Segundo ele, o objetivo é que a companhia desenvolva uma ou duas dessas novas teses por ano – ou jet skis, como eles chamam internamente – para sentir como elas evoluem.

Novas apostas

Se o investimento em novos negócios – um modelo muito inspirado no de sua controladora, a Prosus/Naspers – não é uma coisa tão nova para a companhia, o que muda agora, talvez, é o direcionamento para algumas áreas específicas. No caso, 3:

  • fintechs, que começou a receber atenção há 3 anos com o investimento na Zoop e conta também com a Movile Pay;
  • logística e última milha, que entrou no radar no fim de 2020 e já conta com investimentos na argentine Moova e na colombiana Mensajeros Urbanos;
  • e a caçula, a área de jogos, representada pela Afterverse, que nasceu dentro da PlayKids e se tornou uma operação independente em maio com o sucesso do jogo PK XD, que tem 50 milhões de usuários no mundo.

Para Turbinar essas novas áreas – e investir no iFood também, claro -, a Movile anunciou na semana passada um aporte de R$ 1 bilhão feito por sua controladora. Mesmo descontando o dólar apreciado, foi a maior captação já feita por ela, superando os US$ 124 milhões de 2018. “A gente sempre considera várias opções na hora de captar recursos. Dessa vez a Prosus disse que queria bancar sozinha e nós fechamos com ela”, conta Patrick. Além do grupo sul-africano, a Movile tem como investidores a Innova Capital, da Veronica Serra, que conta com grana de nomes como Jorge Paulo Lemann.

Na fórmula de crescimento dos novos negócios estão ingredientes já bem conhecidos do Movile: o desenvolvimento interno e também os investimentos e aquisições. Só nos últimos 3 anos, foram 30 negócios.

A Movile não divulga receita, mas, nos últimos 3 anos, vem crescendo a um ritmo de 80% ao ano – puxada, em grande medida, pelo iFood, claro.

Ano passado, a companhia fez um movimento curioso ao vender seu negócio original, de desenvolvimento para operadoras, para a sueca Sinch. A operação de R$ 640 milhões foi dividida em R$ 355 milhões em dinheiro e o restante em ações. A Wavy fechou o período de 12 meses encerrados em 31 de março de 2020 com receita de R$ 461 milhões e lucro bruto de R$ 130 milhões.

Nem tudo são flores

O crescimento nos últimos anos é incrível mas não veio sem alguns problemas. Com o iFood se tornando tão grande, outros negócios ficaram à sombra. É o exemplo do Maplink. A companhia, que recebeu investimento da Movile em 2013, acabou saindo do grupo e voltou a ser independente em 2019. “O negócio [iFood] tomou proporção muito grande, fica difícil para qualquer um dentro do grupo. Como fundador do negócio, estando lá, esse é o meu negócio, a minha chance de acertar”, disse Frederico Hohagen, cofundador e presidente do Maplink, ao Startups em dezembro/20.

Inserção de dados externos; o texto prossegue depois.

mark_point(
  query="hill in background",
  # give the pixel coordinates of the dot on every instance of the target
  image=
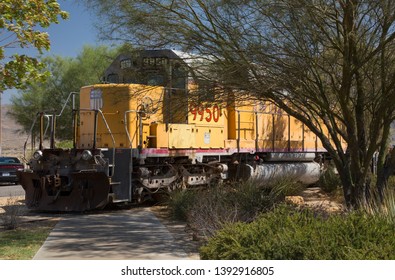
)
(12, 140)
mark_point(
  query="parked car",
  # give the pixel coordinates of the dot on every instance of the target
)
(8, 168)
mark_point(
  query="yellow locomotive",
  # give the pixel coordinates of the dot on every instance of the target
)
(150, 129)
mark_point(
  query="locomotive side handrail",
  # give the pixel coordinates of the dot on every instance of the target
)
(96, 111)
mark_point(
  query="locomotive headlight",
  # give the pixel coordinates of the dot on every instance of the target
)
(38, 155)
(86, 155)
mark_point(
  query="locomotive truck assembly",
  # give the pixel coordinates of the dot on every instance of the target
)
(149, 129)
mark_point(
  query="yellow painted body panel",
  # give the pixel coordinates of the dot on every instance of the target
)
(115, 101)
(172, 121)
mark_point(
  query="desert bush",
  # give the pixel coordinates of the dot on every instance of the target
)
(207, 211)
(291, 234)
(180, 202)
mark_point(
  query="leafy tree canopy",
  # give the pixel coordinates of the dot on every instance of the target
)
(21, 26)
(66, 75)
(329, 63)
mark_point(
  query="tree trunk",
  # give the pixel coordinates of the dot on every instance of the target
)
(384, 173)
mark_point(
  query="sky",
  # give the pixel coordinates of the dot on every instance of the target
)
(69, 36)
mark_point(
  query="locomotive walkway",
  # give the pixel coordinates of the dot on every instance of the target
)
(129, 234)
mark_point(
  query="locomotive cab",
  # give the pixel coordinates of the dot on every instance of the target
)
(149, 129)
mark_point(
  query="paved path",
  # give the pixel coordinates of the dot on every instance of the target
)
(128, 234)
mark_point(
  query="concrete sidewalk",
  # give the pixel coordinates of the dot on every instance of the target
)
(128, 234)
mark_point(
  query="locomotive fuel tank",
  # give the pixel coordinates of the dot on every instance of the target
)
(150, 129)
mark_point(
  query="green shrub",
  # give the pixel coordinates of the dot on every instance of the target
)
(291, 234)
(208, 210)
(180, 202)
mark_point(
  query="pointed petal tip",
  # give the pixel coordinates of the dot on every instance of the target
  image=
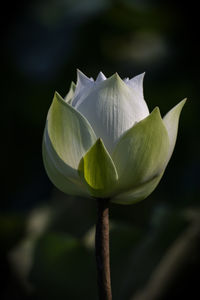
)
(100, 77)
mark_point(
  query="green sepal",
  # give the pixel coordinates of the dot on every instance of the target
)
(141, 153)
(98, 171)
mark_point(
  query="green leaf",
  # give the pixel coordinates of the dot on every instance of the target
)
(171, 120)
(141, 153)
(67, 137)
(138, 193)
(98, 171)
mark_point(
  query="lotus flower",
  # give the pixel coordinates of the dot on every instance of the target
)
(101, 141)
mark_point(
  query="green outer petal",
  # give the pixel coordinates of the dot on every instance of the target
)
(62, 176)
(141, 153)
(69, 132)
(98, 171)
(138, 193)
(171, 120)
(58, 178)
(69, 97)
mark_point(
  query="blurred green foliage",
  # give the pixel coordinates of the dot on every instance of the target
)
(47, 238)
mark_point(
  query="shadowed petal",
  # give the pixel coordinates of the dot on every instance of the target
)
(98, 171)
(141, 153)
(171, 121)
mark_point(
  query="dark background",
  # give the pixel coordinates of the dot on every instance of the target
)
(46, 237)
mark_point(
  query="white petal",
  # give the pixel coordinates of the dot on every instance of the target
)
(137, 83)
(70, 95)
(112, 108)
(100, 77)
(83, 87)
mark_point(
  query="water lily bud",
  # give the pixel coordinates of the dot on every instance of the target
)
(101, 141)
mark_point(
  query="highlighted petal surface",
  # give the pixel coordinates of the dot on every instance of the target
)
(137, 83)
(112, 108)
(98, 171)
(141, 153)
(61, 175)
(69, 97)
(67, 137)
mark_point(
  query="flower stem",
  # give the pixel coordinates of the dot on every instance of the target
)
(102, 250)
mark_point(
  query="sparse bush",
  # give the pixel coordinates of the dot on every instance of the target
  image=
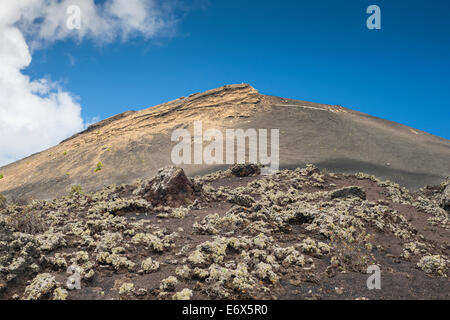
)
(2, 201)
(99, 166)
(27, 222)
(75, 189)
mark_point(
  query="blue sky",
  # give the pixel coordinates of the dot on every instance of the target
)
(318, 51)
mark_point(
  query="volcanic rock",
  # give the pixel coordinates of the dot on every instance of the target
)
(169, 187)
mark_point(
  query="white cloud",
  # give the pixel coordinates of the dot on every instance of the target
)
(37, 113)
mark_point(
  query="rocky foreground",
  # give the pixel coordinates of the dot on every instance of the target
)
(234, 234)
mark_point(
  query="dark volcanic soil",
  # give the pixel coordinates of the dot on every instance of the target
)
(286, 236)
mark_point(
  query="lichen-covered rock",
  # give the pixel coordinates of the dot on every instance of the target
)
(126, 288)
(352, 191)
(434, 264)
(168, 284)
(60, 294)
(41, 286)
(169, 187)
(149, 265)
(245, 169)
(185, 294)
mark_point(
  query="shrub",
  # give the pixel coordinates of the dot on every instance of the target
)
(99, 166)
(2, 201)
(75, 189)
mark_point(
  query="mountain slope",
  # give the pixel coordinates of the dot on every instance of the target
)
(136, 143)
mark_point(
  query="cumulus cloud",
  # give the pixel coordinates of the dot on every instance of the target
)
(37, 113)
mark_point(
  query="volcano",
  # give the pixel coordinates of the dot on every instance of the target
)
(135, 144)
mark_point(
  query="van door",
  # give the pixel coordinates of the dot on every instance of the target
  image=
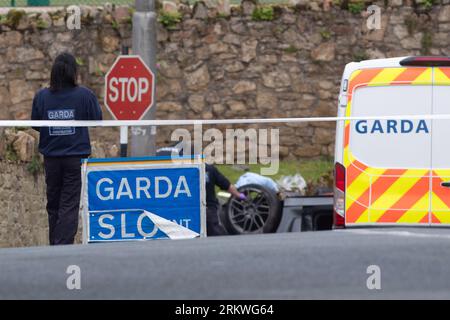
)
(388, 161)
(440, 203)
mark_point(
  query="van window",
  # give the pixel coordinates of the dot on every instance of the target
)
(403, 143)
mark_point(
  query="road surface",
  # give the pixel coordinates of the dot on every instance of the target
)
(414, 263)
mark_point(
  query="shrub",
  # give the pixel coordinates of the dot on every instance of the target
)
(169, 19)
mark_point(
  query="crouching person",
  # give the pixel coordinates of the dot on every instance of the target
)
(215, 178)
(64, 147)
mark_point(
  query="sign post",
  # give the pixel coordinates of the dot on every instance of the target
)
(143, 141)
(129, 92)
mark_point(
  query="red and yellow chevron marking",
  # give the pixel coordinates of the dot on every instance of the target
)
(440, 200)
(441, 76)
(377, 195)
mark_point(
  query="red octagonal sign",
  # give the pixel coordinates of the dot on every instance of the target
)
(129, 88)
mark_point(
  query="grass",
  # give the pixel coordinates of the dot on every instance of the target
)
(311, 170)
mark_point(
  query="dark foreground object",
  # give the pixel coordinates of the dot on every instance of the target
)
(414, 263)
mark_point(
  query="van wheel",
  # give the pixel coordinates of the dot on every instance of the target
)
(260, 213)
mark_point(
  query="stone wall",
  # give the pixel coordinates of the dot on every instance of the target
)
(222, 62)
(216, 62)
(23, 219)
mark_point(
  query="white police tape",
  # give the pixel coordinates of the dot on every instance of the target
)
(180, 122)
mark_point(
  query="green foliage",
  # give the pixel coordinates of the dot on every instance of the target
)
(41, 24)
(13, 17)
(35, 166)
(169, 19)
(79, 61)
(356, 7)
(115, 24)
(426, 42)
(428, 4)
(263, 14)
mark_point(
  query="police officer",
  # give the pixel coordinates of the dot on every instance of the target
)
(64, 147)
(215, 178)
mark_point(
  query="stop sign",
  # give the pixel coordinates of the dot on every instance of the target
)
(129, 88)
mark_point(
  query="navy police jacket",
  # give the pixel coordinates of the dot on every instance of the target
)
(73, 103)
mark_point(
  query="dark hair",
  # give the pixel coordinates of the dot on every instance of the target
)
(64, 72)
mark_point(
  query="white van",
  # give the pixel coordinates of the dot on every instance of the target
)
(393, 172)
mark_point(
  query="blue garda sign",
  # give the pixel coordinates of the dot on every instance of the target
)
(141, 199)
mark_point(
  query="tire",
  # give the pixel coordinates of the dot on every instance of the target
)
(261, 213)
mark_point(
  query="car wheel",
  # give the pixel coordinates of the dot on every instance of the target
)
(260, 213)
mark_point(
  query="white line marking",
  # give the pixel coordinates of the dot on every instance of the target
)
(114, 123)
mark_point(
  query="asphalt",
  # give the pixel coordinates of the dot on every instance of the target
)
(414, 264)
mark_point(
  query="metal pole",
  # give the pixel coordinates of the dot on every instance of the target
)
(124, 129)
(144, 44)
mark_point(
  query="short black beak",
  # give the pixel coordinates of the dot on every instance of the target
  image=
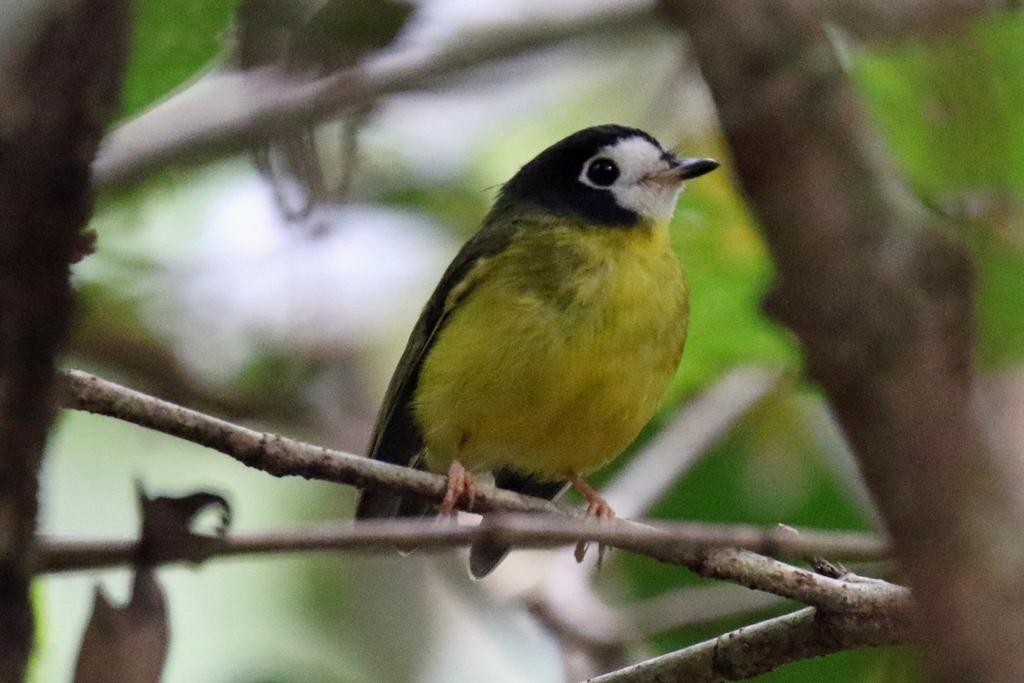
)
(691, 168)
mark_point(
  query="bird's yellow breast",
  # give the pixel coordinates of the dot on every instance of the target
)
(556, 353)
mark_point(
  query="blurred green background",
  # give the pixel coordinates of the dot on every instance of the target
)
(203, 291)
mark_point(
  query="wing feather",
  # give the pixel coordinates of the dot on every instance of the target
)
(396, 438)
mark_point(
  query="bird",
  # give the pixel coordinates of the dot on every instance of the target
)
(551, 338)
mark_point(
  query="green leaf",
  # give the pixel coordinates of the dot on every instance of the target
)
(172, 42)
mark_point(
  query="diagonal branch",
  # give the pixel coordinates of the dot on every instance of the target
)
(521, 530)
(763, 647)
(883, 305)
(225, 112)
(284, 457)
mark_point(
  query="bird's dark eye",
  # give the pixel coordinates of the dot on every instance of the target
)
(602, 172)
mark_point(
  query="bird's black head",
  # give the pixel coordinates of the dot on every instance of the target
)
(605, 175)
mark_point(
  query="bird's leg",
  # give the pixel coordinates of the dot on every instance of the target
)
(596, 507)
(460, 484)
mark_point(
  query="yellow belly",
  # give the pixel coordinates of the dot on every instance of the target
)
(552, 365)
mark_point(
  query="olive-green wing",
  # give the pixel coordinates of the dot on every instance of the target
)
(396, 437)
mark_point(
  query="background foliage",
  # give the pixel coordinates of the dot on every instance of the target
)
(202, 293)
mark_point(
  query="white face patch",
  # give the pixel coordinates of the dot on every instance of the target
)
(639, 162)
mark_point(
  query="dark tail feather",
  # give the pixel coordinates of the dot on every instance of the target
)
(486, 554)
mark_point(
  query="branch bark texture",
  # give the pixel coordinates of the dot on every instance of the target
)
(284, 457)
(882, 304)
(58, 85)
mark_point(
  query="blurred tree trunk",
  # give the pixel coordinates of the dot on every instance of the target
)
(883, 305)
(59, 79)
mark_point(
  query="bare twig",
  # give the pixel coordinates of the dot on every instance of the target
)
(764, 646)
(656, 468)
(883, 306)
(225, 112)
(283, 457)
(58, 86)
(522, 530)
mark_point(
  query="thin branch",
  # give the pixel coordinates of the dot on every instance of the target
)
(522, 530)
(225, 112)
(763, 647)
(272, 454)
(882, 302)
(284, 457)
(664, 460)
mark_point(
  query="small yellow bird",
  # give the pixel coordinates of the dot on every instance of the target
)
(553, 334)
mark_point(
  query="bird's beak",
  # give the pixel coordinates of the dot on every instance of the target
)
(691, 168)
(683, 169)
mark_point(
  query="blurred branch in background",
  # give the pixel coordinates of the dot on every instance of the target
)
(58, 86)
(284, 457)
(883, 306)
(226, 111)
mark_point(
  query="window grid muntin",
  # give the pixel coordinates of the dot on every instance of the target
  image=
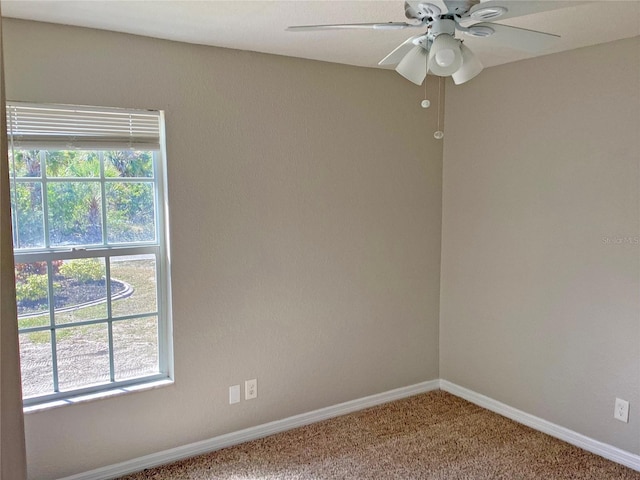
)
(53, 327)
(106, 251)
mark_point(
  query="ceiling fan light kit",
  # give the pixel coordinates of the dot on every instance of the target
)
(437, 50)
(445, 54)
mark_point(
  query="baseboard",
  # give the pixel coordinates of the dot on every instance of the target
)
(604, 450)
(253, 433)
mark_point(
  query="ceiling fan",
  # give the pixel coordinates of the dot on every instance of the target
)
(438, 51)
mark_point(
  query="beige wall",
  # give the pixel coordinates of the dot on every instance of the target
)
(540, 170)
(305, 202)
(12, 447)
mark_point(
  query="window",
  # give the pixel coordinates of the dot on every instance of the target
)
(92, 282)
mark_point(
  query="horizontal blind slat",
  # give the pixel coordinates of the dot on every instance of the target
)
(61, 126)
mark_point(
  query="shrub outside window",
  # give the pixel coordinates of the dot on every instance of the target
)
(91, 271)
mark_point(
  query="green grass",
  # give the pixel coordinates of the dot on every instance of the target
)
(140, 274)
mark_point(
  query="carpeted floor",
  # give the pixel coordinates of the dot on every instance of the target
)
(431, 436)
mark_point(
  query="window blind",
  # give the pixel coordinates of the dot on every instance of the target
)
(72, 127)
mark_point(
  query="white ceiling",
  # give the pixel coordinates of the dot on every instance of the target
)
(260, 25)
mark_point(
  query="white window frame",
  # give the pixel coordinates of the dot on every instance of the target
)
(145, 138)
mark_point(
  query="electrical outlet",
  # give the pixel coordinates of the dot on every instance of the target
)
(621, 411)
(234, 394)
(250, 389)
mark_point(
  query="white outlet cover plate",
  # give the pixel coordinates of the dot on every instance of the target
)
(234, 394)
(621, 411)
(250, 389)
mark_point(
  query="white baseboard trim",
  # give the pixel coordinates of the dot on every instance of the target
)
(253, 433)
(604, 450)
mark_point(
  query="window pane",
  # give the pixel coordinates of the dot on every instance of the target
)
(130, 212)
(80, 291)
(128, 164)
(133, 285)
(72, 163)
(135, 345)
(26, 200)
(27, 163)
(32, 294)
(75, 213)
(83, 356)
(36, 364)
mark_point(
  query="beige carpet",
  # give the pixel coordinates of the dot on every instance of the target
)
(431, 436)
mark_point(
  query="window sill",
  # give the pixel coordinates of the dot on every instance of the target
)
(41, 407)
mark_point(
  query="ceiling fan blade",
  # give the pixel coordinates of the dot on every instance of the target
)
(413, 66)
(518, 38)
(346, 26)
(482, 11)
(399, 52)
(419, 9)
(471, 66)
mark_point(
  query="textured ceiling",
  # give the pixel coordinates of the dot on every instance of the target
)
(260, 25)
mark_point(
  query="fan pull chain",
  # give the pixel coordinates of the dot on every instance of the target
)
(439, 134)
(425, 103)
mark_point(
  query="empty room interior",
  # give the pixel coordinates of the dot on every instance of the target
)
(322, 241)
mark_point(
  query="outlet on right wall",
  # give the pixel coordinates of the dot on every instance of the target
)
(540, 282)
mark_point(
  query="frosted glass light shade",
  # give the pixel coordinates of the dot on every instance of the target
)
(445, 57)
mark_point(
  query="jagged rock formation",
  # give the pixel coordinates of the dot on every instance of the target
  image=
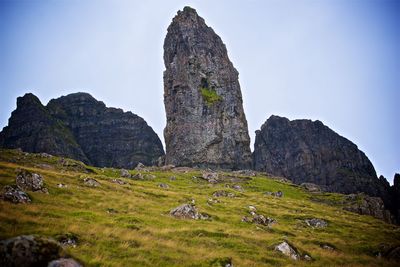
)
(206, 124)
(32, 129)
(307, 151)
(108, 136)
(80, 127)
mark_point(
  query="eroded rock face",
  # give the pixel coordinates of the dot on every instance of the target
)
(108, 136)
(32, 129)
(14, 194)
(307, 151)
(366, 205)
(206, 125)
(80, 127)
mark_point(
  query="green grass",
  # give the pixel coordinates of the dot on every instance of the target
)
(142, 233)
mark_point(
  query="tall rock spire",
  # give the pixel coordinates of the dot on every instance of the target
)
(206, 124)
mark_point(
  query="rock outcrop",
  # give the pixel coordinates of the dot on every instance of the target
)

Patrick admite que o aplicativo de entrega consumiu uma atenção desproporcional do grupo nos últimos 5 anos e que, nesse processo, alguns outros negócios receberam menos atenção. Mas destacou que, com a ida de Fabrício para o iFood, isso não deve acontecer mais. “Novas empresas que entrarem não terão o mesmo feedback porque removemos essa questão”, diz.

Um outro aspecto interessante a se acompanhar é como o mercado vai enxergar a Movile oferecendo serviços de logística e fintechs para outras empresas, ao mesmo tempo em que usa essas estruturas para suas próprias operações, mais especificamente para o iFood.

Imagina o Magalu, que também atua com entrega de comida, usando serviços financeiros da Zoop ou entregas da Mensajeros Urbanos? Estranho, né? Mais uma vez, Patrick admite que pode haver sim essa resistência, mas diz que isso não deveria ser uma questão já que existe a separação (chinese wall) entre os diferentes negócios do grupo.